Microsoft Ignite 2020

"Defense is driven by continuous signal correlation, automated decision making, and human expertise applied where it matters most."

Microsoft Security Blog - February 2026

"The idea here is to make the experience seamless for everybody involved."

TechCrunch - September 2017

Scale of the story he tells

24T
Security signals/day
650K
Customers protected
$20B+
Annual security revenue
228K
Microsoft employees

How you spend 20 years at one company

Early 2000s
Joined Microsoft in product marketing for developer and designer tools. The first chapter: explaining software to people who already understood software.
2007
Moved into identity and security as Director of Business Strategy for the Identity and Security Business Group. Security was a cost center. He was early.
2010
Director of Product Management, System Center Product Management Group. Enterprise infrastructure, the unsexy but essential work.
2012
Senior Director of Product Marketing for Microsoft Enterprise Mobility + Security. The cloud identity and device management bet was placed. Conway was running its story.
2016
Promoted to General Manager of Product Marketing for Enterprise Mobility + Security. EMS was growing into a cornerstone of Microsoft 365.
2020
Pandemic hits. Published research showing how COVID-19 accelerated digital transformation in cybersecurity. Zero Trust moved from concept to mandate.
2021
Promoted to General Manager, Security Marketing. Appeared on "Let's Talk About (Secur)IT" podcast discussing Microsoft's end-to-end security approach.
2022
Represented Microsoft at RSA Conference's Security Excellence Awards in San Francisco. The security business is now unmistakably a business.
2023
Promoted to Vice President, Security Marketing. Appeared on CNBC on cybersecurity's 3.4M job shortage. Microsoft Security Copilot early access launches.
2024
Published Microsoft's 2024 State of Multicloud Risk report insights. Championed Security Copilot early adopter results: 40-60% efficiency gains.
2026
Launched marketing for Microsoft Defender Experts Suite. Published vision for the autonomous SOC - AI agents doing the triage, humans doing the thinking.

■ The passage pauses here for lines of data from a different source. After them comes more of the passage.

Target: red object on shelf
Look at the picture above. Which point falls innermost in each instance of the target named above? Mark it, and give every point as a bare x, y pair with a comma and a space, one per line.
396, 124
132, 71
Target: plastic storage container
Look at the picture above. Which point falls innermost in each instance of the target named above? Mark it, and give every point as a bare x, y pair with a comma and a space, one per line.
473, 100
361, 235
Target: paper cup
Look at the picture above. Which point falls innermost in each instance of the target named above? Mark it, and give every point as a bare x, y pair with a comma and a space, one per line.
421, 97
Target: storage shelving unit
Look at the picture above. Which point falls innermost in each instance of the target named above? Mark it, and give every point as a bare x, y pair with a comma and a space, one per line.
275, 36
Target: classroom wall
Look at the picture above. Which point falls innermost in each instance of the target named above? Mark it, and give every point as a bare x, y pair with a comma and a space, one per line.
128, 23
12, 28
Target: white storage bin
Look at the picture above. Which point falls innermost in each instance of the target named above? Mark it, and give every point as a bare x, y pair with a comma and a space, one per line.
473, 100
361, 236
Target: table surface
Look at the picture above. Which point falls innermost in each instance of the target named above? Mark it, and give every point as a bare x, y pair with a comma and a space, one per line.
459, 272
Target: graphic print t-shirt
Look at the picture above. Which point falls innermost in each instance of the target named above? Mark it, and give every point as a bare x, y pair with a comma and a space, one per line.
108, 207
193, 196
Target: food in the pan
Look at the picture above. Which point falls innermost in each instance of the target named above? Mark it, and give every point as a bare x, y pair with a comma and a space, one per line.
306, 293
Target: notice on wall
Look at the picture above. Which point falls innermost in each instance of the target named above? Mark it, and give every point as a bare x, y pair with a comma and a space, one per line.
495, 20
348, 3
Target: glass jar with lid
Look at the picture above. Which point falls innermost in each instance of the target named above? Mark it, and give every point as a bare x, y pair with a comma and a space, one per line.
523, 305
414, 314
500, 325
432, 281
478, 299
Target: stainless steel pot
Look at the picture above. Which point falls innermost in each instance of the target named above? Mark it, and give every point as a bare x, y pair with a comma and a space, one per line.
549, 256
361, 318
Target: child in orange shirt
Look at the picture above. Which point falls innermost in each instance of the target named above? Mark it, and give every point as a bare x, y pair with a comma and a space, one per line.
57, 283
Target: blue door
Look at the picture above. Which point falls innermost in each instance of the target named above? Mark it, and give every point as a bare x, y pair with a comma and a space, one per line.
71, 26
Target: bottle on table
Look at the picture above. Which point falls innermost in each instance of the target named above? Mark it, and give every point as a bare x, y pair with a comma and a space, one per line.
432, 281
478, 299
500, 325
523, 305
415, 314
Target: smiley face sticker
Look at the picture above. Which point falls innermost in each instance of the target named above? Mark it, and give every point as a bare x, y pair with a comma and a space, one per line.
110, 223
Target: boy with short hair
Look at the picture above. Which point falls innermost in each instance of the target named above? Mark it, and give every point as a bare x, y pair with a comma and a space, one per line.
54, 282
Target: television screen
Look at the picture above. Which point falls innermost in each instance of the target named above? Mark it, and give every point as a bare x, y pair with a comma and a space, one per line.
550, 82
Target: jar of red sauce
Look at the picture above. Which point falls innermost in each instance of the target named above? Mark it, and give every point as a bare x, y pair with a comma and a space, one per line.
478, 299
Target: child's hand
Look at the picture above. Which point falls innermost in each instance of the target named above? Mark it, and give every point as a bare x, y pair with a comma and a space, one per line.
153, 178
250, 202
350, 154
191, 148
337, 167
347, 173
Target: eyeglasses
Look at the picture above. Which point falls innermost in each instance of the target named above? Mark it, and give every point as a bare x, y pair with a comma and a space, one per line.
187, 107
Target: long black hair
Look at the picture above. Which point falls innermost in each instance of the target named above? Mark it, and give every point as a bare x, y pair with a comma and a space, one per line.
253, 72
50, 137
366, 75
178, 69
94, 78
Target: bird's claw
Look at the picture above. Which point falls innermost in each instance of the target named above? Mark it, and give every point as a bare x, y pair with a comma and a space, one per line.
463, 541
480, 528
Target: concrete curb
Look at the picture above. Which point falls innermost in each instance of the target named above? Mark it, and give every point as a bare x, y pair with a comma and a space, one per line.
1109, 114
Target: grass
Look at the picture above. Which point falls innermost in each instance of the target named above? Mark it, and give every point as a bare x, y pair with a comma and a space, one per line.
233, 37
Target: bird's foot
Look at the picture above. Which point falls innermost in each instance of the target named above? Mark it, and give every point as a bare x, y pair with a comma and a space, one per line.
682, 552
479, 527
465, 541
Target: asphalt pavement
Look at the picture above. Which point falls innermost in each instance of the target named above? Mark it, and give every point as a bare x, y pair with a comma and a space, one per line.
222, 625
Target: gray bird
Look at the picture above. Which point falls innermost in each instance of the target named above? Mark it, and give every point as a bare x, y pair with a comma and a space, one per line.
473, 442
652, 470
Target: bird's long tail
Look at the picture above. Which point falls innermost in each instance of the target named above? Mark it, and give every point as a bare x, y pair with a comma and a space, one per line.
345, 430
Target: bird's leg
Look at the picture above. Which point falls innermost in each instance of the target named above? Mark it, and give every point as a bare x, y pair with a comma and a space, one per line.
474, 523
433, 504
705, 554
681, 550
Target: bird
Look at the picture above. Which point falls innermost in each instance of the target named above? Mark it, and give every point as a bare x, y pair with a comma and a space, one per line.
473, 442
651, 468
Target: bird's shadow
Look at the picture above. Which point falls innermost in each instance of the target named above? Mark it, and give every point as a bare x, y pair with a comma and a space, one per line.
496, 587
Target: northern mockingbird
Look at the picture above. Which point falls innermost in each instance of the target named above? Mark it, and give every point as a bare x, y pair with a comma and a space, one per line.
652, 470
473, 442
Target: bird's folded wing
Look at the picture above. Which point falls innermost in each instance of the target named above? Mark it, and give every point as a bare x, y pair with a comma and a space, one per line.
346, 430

@conwaymoto and the other Andrew Conway

The Twitter/X handle tells you something the corporate bio doesn't. @conwaymoto. The "moto" is motorcycles - specifically, the kind you ride on a track. Conway is a track day enthusiast, the sort of hobby that requires both a certain recklessness and a certain precision. He's also a Lewis Hamilton fan and a Jorge Martin MotoGP devotee. Two champions who won by being faster in conditions that punished everyone else.

He describes himself on X as an "English and American father and husband" - a small biographical fact that places him between two national identities, which may explain something about how he navigates the Microsoft global organization with apparent ease. English understatement, American directness. It's a useful combination in enterprise marketing.

What you don't find is a public presence cluttered with opinions about things outside his lane. Conway writes about security. He posts about security. When he makes a prediction, it's grounded in data that Microsoft actually collected. In an era of executives who build personal brands by opining on everything, there's a quiet discipline in staying focused.

🏍 Track motorcyclist. His handle @conwaymoto reflects a genuine passion for riding circuits, not just watching motorsport.
🏁 Fans of Jorge Martin (MotoGP) and Lewis Hamilton (Formula 1) - both champions known for composure under pressure.
🌎 English and American. Based in Redmond, Washington - the address that is, effectively, the center of global enterprise software.
✍️ Prolific author on the Microsoft Security Blog. One of its most consistent executive voices over six-plus years.

The Microsoft Security Blog archive


On screen, on mic

Conway is not a circuit speaker who recycles the same keynote for years. His media appearances are targeted: a CNBC segment when the cybersecurity talent shortage hit the mainstream news cycle, a podcast when a host wanted someone who could explain Microsoft's end-to-end security architecture without putting listeners to sleep.